Ricky Rubio’s never gonna turn into the player he was supposed to be, and that makes him the perfect fit in Phoenix.
The Suns quickly addressed their biggest need at the onset of free agency, signing Ricky Rubio to a three-year, $51 million contract.
Rubio will start his ninth season in the NBA on his third team. It’s been quite the journey for the Spaniard, who doesn’t turn 29 until October. A baby-faced Rubio set basketball imaginations ablaze when, at 14-years old, he became the youngest to ever play in the Liga ACB then won the league’s Most Spectacular Player award as a 19-year old.
As so often happens with foreign prospects, their intrigue grows through mystery and myth. A few drool-worthy box scores or through-the-grapevine scouting reports spread like high school sex gossip and build exponentially with each passing of the rumor. By the time the Timberwolves imported him, the only legend bigger than his in Minnesota was Paul Bunyan’s.
Rubio’s playmaking flair, scoring and telekinetic passing ability conjured delusions of Catalonian Pete Maravich. Maybe those expectations were unfair to begin with. Maybe coming into non-ideal basketball situations pulled down his ceiling. Whatever happened on that trip across the Atlantic and near-decade since, a now-bearded and hardened Rubio’s never gonna turn into the player he was supposed to be — and that makes him the perfect fit with Phoenix.
Rubio, almost unselfish to a fault, doesn’t take a ton of shots. As a career 38.8% shooter, he knows his limitations and defers. For a championship contender, this profile of a starting point guard would be problematic. For an adolescent team like the Suns, he represents the ideal table-setter — someone who will stabilize an unsteady position and help develop their abundant youth.
Phoenix rode a carousel of meh at point guard over the past two seasons. In that time, starters included guys like Isaiah Canaan, Josh Gray, Shaq Harrison and Mike James.
The Suns’ lottery talents keep coming up short. One wonders how much of that stalled development hinges on lack of a consistent point guard to make them better. The franchise’s top priorities should be nurturing the growth of DeAndre Ayton, Josh Jackson and 2019 draft pick Cam Johnson.
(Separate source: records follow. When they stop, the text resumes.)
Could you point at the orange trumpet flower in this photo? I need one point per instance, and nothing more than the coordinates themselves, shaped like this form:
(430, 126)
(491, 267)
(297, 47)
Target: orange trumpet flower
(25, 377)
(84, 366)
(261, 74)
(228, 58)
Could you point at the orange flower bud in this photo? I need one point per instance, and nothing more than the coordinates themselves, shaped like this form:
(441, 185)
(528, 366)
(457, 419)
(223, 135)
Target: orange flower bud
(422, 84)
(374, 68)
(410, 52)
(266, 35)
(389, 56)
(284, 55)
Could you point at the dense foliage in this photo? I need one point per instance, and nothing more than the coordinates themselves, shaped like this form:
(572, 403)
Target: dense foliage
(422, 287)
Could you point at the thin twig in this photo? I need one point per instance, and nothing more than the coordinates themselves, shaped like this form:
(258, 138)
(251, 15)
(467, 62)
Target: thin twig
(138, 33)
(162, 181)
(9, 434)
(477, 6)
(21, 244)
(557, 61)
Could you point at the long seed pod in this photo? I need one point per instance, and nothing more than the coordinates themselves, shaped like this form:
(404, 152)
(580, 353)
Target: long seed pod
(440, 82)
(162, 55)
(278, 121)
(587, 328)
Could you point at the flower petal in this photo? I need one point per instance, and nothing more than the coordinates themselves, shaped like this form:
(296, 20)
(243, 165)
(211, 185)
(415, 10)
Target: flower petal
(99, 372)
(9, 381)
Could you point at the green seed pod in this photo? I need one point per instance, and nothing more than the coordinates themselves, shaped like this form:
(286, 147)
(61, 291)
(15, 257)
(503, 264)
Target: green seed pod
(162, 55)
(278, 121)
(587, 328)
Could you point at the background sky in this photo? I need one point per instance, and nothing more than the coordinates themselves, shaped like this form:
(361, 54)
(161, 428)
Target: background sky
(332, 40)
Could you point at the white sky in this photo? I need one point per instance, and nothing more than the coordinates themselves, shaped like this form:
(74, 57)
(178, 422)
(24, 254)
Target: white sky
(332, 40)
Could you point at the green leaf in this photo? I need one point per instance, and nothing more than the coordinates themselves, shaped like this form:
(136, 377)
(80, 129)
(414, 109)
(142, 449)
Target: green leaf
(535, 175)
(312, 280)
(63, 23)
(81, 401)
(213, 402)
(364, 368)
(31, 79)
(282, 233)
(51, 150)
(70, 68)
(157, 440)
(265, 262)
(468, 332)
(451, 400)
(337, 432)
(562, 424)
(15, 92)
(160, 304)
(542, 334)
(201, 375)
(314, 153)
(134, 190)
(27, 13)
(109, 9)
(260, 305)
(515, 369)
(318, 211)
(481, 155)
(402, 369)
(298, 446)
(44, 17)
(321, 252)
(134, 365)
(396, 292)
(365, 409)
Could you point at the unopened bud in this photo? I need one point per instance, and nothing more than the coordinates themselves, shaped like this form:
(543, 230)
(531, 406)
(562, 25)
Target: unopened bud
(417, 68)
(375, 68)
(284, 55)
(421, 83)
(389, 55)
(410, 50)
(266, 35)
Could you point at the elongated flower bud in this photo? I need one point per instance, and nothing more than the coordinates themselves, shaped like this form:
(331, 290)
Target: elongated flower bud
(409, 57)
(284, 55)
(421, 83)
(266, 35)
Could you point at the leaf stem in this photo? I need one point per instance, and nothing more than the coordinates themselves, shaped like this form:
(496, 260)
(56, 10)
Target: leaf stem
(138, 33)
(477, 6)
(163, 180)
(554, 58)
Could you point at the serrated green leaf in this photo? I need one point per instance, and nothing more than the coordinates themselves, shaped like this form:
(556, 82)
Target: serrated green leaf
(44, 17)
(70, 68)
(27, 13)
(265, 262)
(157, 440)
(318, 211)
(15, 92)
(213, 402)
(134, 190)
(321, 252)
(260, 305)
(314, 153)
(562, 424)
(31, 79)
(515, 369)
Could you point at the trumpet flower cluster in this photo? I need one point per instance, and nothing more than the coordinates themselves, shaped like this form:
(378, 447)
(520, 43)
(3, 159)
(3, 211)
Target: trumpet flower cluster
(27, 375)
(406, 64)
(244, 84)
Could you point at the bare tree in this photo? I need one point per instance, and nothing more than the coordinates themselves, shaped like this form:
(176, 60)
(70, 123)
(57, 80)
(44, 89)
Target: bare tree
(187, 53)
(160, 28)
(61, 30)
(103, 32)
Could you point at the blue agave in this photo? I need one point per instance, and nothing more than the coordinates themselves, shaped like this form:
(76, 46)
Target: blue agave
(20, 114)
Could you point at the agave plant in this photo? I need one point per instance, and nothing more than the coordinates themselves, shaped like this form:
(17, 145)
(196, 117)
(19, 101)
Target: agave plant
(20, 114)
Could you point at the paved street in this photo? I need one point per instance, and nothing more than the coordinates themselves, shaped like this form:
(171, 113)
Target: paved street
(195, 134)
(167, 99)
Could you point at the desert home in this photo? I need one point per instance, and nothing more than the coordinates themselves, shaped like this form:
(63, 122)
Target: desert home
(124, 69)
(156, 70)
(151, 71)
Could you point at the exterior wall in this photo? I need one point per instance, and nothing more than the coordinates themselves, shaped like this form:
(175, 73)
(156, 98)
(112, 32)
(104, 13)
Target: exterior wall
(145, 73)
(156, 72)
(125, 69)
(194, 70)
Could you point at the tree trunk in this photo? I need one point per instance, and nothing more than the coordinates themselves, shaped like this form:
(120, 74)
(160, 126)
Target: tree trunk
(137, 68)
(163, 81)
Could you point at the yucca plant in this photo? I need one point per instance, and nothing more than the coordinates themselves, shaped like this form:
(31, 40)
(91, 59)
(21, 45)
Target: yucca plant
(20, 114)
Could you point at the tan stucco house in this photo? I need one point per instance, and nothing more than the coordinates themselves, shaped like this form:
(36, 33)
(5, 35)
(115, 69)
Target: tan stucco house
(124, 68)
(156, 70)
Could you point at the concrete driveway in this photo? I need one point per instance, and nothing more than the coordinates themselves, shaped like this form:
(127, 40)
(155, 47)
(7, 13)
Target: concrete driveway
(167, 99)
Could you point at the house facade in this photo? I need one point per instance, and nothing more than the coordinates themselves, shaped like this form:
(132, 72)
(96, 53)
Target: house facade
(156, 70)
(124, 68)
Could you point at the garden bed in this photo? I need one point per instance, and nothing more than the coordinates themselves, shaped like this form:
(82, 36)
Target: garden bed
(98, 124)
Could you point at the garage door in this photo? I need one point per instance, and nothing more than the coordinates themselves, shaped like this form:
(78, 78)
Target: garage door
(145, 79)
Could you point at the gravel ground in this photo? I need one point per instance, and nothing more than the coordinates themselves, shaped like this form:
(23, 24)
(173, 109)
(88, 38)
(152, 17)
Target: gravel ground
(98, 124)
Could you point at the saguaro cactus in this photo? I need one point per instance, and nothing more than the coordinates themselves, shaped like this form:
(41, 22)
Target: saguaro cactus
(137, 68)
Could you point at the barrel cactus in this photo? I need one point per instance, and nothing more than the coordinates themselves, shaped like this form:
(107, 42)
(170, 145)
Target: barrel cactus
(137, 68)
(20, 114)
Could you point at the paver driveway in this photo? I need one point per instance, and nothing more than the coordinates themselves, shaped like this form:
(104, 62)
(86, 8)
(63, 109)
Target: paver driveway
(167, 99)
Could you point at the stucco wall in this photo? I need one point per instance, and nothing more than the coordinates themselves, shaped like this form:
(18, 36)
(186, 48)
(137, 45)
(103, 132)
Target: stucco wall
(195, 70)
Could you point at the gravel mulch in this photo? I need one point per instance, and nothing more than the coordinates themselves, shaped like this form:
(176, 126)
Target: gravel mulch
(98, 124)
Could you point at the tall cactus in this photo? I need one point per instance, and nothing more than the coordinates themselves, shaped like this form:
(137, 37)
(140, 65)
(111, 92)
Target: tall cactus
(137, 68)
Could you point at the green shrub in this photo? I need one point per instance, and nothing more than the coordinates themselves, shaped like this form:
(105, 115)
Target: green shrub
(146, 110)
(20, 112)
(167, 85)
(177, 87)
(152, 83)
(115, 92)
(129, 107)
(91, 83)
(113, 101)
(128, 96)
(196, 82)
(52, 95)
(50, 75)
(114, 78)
Phoenix already has the face of the team in Devin Booker, but he’s hardly a complete star. Fortunately, Rubio’s strengths dovetail with Booker’s weaknesses. While Booker is fun and can light up a scoreboard, he’s not the type of player making others better and his defense is, um, lacking.
According to Defensive Player Impact Plus-Minus, Booker ranked LAST IN THE ENTIRE LEAGUE this past season, per BBall Index. While Rubio’s overall rank of 92nd and 14th among point guards don’t exactly stand out, they’re at least positive.
Suns fans should find solace in this signing. Rubio won’t magically catapult them into the playoffs, but he’ll provide the foundational elements to winning basketball they’ve lacked ever since the Seven Seconds or Less circus left town. And maybe, just maybe, coming out to the desert will rekindle those flashes of a Catalon Pistol Pete.